Compared to a limited program that included about eight U.S. system integrators in the past, Yokogawa (www.yokogawa.com) now lists 15 authorized North American system integrators, with additional integrators under evaluation, says Bruce Jensen, manager of systems marketing and sales support at the Stafford, Texas-based unit.

The program reflects recent growth in the company’s North American business. “Over the past two to three years, we’ve made quite a breakthrough in terms of Yokogawa’s presence in critical control applications with some major U.S. customers,” says Arif Mustafa, systems integrator program manager. Among examples, he cites a recently signed deal for Shell Chemical’s Norco, La., complex, as well as an earlier global sole-source supplier contract with ChevronTexaco.

The gains have brought Yokogawa from a less than 1 percent share of the U.S. distributed control systems market three years ago to perhaps a 2 percent to 3 percent share today, Mustafa estimates. And the company’s U.S. business is now “growing rapidly,” he adds.

In the past, Yokogawa used system integrators primarily to augment its internal automation staff to provide basic services when needed on projects, Mustafa says. “But now, the dimensions have changed, and we’re taking a more proactive approach to working with integrators” he says.

The unit sees broader use of integrators as a way to not only provide continued support for its large U.S. customers, but also as a way to gain additional market share, in part by providing additional services beyond Yokogawa’s traditional offerings. “Integrators can play a big role in helping to promote some of our solutions to the market, especially when it comes to ERP (enterprise resources planning) integration, and the inclusion of IT (information technology) considerations into a process control environment,” Mustafa comments.

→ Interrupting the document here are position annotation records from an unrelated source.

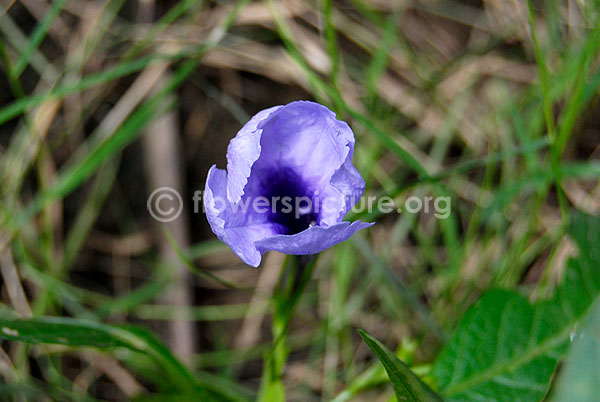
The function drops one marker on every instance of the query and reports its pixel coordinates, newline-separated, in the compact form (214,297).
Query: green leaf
(506,348)
(578,382)
(407,386)
(73,332)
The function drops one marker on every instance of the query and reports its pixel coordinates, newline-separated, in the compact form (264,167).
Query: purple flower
(289,182)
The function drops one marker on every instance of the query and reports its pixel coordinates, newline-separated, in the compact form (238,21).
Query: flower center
(291,201)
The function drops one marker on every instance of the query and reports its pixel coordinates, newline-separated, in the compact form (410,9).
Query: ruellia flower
(288,185)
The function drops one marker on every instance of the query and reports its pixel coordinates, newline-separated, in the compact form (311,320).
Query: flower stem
(295,275)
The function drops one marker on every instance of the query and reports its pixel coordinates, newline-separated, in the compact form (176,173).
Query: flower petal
(233,227)
(242,152)
(313,240)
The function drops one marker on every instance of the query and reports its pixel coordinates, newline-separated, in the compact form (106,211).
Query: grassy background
(493,104)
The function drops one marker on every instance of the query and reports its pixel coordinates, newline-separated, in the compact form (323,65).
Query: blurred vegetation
(491,103)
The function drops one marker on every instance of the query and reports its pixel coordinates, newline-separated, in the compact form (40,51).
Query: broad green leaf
(579,379)
(407,386)
(506,348)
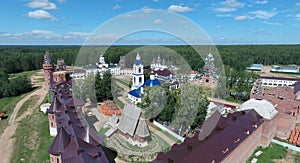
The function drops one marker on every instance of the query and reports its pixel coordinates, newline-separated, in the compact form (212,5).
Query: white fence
(168,131)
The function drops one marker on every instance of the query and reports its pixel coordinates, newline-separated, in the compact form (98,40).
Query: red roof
(227,135)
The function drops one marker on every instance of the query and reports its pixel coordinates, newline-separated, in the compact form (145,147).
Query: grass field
(26,73)
(7,104)
(32,139)
(273,151)
(28,104)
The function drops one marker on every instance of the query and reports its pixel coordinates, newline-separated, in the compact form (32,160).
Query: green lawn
(32,139)
(119,103)
(7,104)
(273,151)
(28,104)
(25,73)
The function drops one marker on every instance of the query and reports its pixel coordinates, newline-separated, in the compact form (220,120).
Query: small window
(226,150)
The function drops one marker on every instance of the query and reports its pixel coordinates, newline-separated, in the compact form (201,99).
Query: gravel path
(6,139)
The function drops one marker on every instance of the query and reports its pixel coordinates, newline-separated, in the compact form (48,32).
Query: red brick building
(230,139)
(286,101)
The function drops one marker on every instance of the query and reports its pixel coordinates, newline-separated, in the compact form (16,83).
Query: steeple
(138,73)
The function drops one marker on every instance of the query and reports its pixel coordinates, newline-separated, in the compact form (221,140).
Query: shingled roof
(129,119)
(132,123)
(75,141)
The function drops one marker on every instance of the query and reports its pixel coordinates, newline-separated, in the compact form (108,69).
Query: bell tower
(138,73)
(48,68)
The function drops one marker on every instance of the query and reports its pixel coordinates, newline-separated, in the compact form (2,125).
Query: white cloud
(42,32)
(40,14)
(263,14)
(261,2)
(241,17)
(42,4)
(178,8)
(157,21)
(132,15)
(224,15)
(225,9)
(233,4)
(270,23)
(297,16)
(116,7)
(61,1)
(262,31)
(147,10)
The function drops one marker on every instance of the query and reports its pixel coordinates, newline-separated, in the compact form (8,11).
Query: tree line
(14,86)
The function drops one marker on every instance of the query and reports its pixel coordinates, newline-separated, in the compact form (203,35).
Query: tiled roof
(262,107)
(75,141)
(135,92)
(129,119)
(151,83)
(227,134)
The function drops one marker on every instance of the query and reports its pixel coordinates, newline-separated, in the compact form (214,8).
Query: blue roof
(151,83)
(136,92)
(138,62)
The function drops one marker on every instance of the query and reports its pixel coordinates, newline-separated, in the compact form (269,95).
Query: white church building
(135,94)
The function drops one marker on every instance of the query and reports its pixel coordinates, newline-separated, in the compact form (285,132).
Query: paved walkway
(223,101)
(289,146)
(161,135)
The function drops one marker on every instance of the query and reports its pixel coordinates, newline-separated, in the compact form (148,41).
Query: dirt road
(6,139)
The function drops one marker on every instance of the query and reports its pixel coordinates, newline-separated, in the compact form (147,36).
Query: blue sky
(68,22)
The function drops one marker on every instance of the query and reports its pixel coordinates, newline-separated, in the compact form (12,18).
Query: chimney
(87,135)
(189,148)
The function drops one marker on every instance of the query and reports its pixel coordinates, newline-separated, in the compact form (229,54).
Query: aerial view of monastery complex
(157,81)
(119,129)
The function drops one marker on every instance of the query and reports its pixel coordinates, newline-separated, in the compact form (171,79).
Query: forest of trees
(23,58)
(236,58)
(13,87)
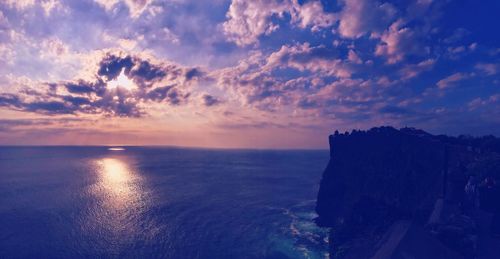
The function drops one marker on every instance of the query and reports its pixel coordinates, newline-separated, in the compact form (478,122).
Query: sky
(244,74)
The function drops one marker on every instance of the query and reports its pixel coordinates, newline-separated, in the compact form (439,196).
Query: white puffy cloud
(451,80)
(359,17)
(248,20)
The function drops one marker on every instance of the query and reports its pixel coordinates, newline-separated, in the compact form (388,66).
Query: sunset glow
(237,73)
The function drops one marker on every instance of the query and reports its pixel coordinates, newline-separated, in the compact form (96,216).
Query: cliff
(389,193)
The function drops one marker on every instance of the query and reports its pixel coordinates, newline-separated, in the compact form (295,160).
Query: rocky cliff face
(386,188)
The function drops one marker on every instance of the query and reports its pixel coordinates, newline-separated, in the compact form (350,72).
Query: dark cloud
(97,98)
(111,66)
(210,100)
(193,73)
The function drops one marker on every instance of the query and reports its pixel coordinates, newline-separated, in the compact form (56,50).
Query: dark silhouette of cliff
(389,193)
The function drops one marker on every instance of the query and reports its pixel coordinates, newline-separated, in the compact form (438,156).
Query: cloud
(451,80)
(135,7)
(248,20)
(317,59)
(210,100)
(397,42)
(488,68)
(413,70)
(359,17)
(160,82)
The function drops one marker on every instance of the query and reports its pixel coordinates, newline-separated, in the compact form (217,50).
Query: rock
(381,176)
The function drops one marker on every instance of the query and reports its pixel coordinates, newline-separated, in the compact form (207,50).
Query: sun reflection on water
(117,182)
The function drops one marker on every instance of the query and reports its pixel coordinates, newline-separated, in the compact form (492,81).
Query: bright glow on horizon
(122,81)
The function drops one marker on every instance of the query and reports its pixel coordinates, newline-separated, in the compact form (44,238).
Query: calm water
(145,202)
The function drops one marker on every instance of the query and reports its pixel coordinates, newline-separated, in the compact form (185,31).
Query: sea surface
(159,202)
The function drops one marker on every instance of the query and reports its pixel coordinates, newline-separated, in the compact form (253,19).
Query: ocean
(159,202)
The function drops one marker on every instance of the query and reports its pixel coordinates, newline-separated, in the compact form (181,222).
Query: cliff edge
(389,193)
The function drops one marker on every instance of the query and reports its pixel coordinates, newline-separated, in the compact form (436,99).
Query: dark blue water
(145,202)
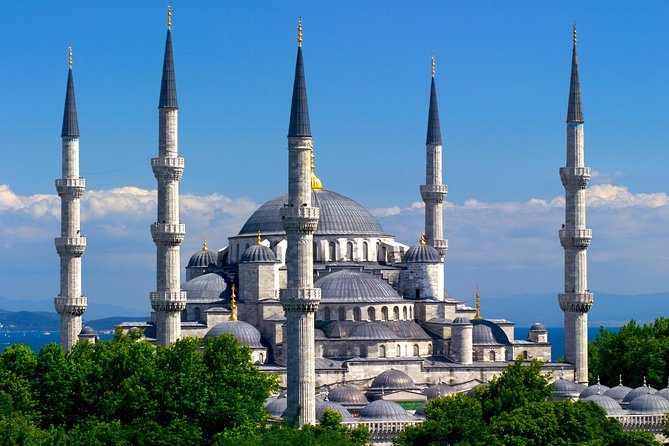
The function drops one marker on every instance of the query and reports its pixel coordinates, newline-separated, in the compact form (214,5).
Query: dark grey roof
(299,109)
(488,333)
(607,403)
(353,286)
(422,254)
(393,380)
(339,215)
(168,86)
(347,395)
(384,410)
(70,122)
(433,129)
(321,406)
(202,259)
(244,332)
(258,254)
(575,108)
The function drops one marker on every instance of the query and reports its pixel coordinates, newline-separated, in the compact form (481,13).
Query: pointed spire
(299,110)
(168,87)
(70,121)
(433,129)
(575,110)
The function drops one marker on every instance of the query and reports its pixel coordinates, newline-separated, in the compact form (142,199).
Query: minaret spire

The enhanced integrator program is based on a three-tiered structure, including first level integrators that can supply basic augmentation services, as in the past, as well as a set of mid-tier companies that can do “basic system configuration work,” says Mustafa. Top-tier, large scale integrators will be able to provide extensive, project-level engineering and integration services.

Yokogawa intends to be “very selective” in signing up additional integrators for the program, Mustafa notes. Among other factors, the company will be looking closely at integrator capabilities, as well as geographical location of candidate companies. “Integrators can provide a very essential role in what might be called local support,” Mustafa observes.